So I'm replacing my water pump relatively soon, and I'm seriously thinking I should replace my timing chain. Is there any way to check the timing chain without fully taking it all apart. The Comet is my DD so I can't afford any downtime beyond a weekend. The next question is, I'm planning on buying a new distributor after the new years, as well as replacing the timing pointer that either was removed or rusted off or something. Should I just wait until the spring and focus on what I know is broken with regards to replacing the timing chain? The car runs great but it has these little niggling issues that say to me, your timing chain is loose. Also, my water pump gasket failed in a location thats been dripping water through the timing chain set and out the bottom of the cover.
Ditto that ..... gear set and chain are cheap and easy to replace while you're in there anyway for the water pump.
If it's still the factory one, get it out of there, and nows the time to do it. The Summit brand ones are made by Coyles, they are one of the best.
Ah man!! I just replaced my waterpump "leak @ weephole", it did not occur to me to replace the timing chain. I had to ps and ac comp out of the way. Wish I had read this B4 the repair. Might be the source of my car not wanting to idle right. May have to go back and do it anyway...How do u tell if the chain needs replacement?
You could try this. http://www.ehow.com/how_7523191_check-timing-chain-car.html Sounds like it would give you an idea. Assume you'll use the harmonic balancer timing marks, not a degree wheel.
easist way to check is to remove the mechanical fuel pump and use a magnet and flashlight. A clotheshanger with small hook on the end works too. Then just turn the balancer back and forth the check the amount of slack created.
checking The easiest and fastest way to check your timing chain is to remove the distributor cap mark the position of the rotor put a wrench on the crank damper bolt and turn the engine one direction until the rotor starts to move and stop then turn the crank the opposite way until the rotor starts to turn. there should be no backlash or free movement that the distributor does not rotate at the same time as the crank. the factory used a plastic coated gear for the camshaft and the plastic is prone to breaking off. this creates alot of backlash and timing variation.
Here's an even easier way: Remove the distributor cap, then using a breaker bar and 15/16" socket, turn the crank back anad forth and note how far the crank turns before there's movement in the distributor rotor. One quarter turn of the crank is one full cylinder's movement in the firing order. If it turns even half that, the timing set needs to be replaced. I for one would not go blindly into removing the timing cover on an assembled engine without first making sure it was necessary to do so first.
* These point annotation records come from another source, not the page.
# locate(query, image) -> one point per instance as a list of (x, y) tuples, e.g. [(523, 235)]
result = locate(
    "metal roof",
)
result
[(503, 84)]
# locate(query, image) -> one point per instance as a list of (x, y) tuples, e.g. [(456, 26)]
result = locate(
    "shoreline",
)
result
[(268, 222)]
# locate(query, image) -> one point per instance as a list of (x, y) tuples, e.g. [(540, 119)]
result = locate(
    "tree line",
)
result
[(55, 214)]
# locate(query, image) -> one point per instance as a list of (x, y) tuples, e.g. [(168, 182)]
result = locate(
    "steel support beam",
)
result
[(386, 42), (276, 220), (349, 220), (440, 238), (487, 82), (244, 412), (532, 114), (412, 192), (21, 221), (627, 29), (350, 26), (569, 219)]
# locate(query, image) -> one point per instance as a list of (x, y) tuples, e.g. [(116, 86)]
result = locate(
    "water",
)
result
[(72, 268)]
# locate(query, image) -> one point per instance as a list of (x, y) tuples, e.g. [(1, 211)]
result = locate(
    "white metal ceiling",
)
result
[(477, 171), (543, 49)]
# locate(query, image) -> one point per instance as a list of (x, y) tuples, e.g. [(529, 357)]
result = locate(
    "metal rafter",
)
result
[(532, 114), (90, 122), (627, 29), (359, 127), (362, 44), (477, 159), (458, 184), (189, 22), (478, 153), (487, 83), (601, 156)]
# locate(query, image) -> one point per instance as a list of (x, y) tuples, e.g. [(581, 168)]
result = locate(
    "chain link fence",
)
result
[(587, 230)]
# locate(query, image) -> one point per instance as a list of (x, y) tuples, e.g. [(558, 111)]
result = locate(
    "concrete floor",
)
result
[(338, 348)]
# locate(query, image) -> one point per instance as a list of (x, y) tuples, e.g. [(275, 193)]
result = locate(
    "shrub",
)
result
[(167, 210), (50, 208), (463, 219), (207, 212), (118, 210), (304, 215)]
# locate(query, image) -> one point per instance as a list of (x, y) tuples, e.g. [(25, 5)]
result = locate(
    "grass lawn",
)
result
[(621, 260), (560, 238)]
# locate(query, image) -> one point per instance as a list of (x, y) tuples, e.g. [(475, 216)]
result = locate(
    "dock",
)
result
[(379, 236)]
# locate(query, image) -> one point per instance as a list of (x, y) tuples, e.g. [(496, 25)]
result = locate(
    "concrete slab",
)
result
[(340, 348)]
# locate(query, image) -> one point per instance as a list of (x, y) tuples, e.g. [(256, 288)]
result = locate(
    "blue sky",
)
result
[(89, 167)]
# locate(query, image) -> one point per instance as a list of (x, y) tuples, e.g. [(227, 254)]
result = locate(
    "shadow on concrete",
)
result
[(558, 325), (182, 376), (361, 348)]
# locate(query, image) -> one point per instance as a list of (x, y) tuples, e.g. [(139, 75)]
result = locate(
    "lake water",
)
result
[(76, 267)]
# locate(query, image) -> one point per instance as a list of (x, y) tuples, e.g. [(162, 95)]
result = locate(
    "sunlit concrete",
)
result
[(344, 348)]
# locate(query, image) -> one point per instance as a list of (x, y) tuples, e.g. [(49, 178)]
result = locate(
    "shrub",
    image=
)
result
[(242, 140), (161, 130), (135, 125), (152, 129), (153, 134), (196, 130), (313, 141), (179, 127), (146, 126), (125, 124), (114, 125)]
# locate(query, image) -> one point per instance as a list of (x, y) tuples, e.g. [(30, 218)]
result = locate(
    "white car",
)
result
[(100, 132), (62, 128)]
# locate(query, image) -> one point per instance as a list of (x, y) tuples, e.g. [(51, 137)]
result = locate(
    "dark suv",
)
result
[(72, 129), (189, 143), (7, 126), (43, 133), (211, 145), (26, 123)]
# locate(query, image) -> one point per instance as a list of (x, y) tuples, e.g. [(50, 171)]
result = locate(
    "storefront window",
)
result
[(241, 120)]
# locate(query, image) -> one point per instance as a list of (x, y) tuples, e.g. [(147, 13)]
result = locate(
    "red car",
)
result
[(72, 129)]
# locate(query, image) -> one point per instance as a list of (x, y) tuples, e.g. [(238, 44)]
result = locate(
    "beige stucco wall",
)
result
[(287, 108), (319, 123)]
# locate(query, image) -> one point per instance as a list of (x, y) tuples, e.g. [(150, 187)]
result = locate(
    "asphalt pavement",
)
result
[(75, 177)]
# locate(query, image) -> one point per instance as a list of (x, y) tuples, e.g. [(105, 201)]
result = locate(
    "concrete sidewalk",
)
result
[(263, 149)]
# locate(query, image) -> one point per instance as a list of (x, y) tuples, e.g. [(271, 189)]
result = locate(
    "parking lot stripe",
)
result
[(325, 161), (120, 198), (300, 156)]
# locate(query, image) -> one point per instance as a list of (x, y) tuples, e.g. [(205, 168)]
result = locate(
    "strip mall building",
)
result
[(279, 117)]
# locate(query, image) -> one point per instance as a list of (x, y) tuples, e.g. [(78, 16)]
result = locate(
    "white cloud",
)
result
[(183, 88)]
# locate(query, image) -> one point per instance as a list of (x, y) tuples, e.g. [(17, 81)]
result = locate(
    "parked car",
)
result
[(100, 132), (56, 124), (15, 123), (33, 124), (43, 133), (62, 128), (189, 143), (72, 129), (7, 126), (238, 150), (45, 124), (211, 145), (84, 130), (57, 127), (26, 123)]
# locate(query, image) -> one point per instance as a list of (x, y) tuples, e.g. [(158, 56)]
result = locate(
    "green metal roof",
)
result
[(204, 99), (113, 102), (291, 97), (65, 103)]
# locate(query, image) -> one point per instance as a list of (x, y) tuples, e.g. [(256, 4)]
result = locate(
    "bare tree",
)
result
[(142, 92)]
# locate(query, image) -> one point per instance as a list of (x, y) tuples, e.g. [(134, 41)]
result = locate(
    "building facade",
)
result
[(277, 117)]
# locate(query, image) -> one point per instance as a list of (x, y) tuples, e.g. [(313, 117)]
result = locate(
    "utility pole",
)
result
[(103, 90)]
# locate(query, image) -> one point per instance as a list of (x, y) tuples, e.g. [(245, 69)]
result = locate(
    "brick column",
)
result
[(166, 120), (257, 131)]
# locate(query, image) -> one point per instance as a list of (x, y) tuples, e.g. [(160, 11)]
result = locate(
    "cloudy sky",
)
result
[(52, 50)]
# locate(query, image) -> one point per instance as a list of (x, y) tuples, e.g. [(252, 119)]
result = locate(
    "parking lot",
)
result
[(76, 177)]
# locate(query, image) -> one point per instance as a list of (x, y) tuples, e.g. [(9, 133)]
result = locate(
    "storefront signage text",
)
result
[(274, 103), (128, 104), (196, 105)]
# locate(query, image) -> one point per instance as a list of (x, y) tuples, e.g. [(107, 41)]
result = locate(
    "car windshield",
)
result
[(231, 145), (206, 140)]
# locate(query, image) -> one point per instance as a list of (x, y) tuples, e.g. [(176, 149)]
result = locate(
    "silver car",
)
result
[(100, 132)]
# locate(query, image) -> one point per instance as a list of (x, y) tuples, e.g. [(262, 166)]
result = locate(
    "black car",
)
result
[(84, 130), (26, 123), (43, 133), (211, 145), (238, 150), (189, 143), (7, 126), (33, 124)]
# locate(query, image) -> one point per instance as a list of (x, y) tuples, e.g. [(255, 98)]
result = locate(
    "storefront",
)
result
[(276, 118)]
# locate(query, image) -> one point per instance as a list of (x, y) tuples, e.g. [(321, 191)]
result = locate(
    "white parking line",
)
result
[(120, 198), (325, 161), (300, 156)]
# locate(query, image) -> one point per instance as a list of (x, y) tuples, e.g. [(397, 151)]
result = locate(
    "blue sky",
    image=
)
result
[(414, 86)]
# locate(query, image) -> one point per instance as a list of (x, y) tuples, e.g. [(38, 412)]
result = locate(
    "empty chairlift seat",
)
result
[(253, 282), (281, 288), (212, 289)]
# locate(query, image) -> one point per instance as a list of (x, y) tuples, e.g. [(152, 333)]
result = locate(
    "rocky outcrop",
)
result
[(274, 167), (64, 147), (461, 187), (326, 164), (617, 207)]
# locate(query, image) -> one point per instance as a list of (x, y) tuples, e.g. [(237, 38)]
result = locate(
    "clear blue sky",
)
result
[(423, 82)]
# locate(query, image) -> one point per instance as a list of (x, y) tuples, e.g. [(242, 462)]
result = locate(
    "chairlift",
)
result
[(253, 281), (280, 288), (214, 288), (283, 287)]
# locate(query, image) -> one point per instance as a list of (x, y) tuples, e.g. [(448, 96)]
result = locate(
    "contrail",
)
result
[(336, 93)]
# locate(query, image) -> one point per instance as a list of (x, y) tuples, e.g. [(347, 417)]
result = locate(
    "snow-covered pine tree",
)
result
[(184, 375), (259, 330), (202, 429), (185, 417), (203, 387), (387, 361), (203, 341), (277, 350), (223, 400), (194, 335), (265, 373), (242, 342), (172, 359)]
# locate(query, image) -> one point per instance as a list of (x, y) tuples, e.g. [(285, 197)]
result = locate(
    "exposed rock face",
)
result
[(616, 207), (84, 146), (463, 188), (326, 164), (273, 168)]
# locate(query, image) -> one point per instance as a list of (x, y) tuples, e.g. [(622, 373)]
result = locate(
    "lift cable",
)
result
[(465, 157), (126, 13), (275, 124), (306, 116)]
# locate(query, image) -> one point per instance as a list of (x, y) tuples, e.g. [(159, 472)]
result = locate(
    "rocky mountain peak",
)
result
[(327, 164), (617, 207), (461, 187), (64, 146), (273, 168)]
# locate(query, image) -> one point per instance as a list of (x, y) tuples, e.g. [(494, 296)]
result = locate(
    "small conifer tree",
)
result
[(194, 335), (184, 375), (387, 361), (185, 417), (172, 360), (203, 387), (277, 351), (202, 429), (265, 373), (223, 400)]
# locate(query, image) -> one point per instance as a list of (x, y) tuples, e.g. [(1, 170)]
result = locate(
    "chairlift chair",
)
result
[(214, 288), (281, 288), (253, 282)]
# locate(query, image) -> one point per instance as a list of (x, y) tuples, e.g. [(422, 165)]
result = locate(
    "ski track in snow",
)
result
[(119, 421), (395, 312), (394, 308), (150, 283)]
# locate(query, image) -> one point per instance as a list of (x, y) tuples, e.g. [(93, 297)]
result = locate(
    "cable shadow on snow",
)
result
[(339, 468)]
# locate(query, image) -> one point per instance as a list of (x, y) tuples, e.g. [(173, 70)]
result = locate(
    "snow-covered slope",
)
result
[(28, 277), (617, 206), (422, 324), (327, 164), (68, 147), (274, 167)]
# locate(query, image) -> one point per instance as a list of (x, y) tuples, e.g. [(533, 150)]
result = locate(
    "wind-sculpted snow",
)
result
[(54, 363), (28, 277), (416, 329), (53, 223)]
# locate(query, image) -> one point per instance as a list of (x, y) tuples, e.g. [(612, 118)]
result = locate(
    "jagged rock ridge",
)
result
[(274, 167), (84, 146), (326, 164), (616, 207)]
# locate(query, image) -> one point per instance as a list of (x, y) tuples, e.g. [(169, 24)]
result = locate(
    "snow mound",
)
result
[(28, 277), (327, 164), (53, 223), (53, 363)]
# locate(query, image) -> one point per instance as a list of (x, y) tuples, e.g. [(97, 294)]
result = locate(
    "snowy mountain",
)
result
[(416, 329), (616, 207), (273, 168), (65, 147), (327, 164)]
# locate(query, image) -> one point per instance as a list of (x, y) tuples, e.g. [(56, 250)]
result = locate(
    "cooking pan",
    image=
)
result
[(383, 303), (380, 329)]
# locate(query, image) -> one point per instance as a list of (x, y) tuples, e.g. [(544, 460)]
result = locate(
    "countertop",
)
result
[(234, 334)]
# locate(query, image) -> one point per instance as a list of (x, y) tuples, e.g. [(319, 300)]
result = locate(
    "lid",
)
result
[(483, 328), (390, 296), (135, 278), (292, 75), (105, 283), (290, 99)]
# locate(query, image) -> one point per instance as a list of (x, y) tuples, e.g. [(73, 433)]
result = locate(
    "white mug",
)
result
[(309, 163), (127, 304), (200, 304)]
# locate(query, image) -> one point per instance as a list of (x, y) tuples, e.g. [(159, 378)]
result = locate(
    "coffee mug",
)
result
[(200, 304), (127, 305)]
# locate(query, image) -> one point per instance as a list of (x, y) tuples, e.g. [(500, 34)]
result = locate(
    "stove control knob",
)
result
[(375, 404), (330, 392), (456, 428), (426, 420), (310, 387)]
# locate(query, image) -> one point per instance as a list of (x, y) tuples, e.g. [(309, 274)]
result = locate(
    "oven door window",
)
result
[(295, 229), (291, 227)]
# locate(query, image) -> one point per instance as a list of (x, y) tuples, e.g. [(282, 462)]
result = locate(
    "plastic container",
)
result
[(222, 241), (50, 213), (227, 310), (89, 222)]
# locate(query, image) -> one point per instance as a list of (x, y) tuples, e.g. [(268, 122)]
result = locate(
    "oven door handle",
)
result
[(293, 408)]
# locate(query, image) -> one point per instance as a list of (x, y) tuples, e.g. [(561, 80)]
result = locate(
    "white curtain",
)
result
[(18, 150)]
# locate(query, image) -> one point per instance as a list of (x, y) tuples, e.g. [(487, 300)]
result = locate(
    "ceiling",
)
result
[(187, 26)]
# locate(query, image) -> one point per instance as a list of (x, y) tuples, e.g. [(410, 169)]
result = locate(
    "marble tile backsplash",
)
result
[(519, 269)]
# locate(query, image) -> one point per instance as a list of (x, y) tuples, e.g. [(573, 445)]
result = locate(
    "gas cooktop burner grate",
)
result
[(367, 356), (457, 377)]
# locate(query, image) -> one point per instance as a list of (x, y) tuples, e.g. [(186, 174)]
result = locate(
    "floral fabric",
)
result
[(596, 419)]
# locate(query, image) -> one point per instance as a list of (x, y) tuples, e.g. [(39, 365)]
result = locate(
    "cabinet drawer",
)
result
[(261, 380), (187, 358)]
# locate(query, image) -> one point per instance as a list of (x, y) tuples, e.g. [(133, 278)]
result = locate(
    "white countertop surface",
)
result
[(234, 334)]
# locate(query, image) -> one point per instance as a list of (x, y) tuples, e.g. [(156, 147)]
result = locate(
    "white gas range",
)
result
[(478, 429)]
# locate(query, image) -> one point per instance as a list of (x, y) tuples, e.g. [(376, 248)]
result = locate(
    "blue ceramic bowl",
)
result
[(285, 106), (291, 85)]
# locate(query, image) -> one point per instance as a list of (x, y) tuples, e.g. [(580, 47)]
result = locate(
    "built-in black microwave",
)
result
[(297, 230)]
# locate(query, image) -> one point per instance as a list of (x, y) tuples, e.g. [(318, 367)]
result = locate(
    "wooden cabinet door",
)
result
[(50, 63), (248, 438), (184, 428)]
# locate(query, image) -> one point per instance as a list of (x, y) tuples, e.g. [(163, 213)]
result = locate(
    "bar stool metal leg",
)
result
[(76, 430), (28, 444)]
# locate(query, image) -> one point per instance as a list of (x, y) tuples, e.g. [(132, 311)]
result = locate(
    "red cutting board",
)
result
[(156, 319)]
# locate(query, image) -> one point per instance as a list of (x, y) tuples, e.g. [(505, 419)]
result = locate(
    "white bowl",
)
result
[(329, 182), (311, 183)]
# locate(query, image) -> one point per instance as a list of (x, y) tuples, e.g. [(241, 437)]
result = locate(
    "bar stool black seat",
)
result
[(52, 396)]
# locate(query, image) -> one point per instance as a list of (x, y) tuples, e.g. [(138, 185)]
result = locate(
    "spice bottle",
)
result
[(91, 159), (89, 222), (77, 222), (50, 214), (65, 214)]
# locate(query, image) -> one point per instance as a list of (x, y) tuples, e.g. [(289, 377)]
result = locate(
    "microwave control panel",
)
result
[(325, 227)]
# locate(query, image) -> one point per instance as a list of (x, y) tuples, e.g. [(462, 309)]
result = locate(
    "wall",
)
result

Seen many a 302 with those oilpan gasket corners cut and pasted with the timing set gasket pieces that leaked like a sieve. The front seal also needs to be changed while the cover is off. Then it needs to be properly aligned with the crank when putting the cover back on. (unless it's got the block alignement dowels used after 1980)
yep.. that works too of course. But the issue with doing that test specifically for timing chain slop analysis is that you're also checking the wear between the 2 gears(disty and cam) as well which can be misleading as to the amount of the timing chain slop. I like to just pull the disty whenever I'm suspect of that stuff and turn the crank as mentioned to see what the cam gear does as you go back and forth. Then you get clear views of everything involved there. It's usually cumulative wear of all parts involved. I think it's a matter of checking many variables and see where you end up. Another helpful hint is to check the disty gear to disty housing clearance while you're at it. Those things are notorious for being sloppy(I've seen some with well more than .060 thou clearance) and shimming alone can reduce a bit of spark scatter on ocassion. I even shim many of the new disty's I buy since they start out on the loose end of the scale and end up even worse over time. I don't like much more than about 10 thou there or the disty gear rides up and down the cam gear too much for my taste(which of course causes the rotors phasing to change in an inconsistent manner, however slight it may be). When you add all the variables up.. spark scatter occurs more often than most realize.
Or turn the crank counter-clockwise to get the slack out of the far side of the chain and use the clotheshanger wire to move the near side of the chain back and forth. Total movement should not exceed 1/2". Just watch and measure the movement on the end of your wire.
With the method I posted, just a breaker bar and 15/16 socket. If you're doing the timing set, you'll need that (I'd just go get a stock O.E. double row, roller chain set for a late 80's HO 5.0) plus a "timing set" gasket set (this should have all the gaskets you'll need to do the job), you'll also need a balancer puller and an front seal alignment tool, if your's doesn;t have the block alignment dowels on the bottom front bolts on the timing cover. You will also need oil and a filter to change the oil afterwards. It will also be a good time to replace the antifreeze with a fresh mix.
Thanks, lots to think about there. And, I've got the stock motor, would a late 80s 5.0 HO timing set really work?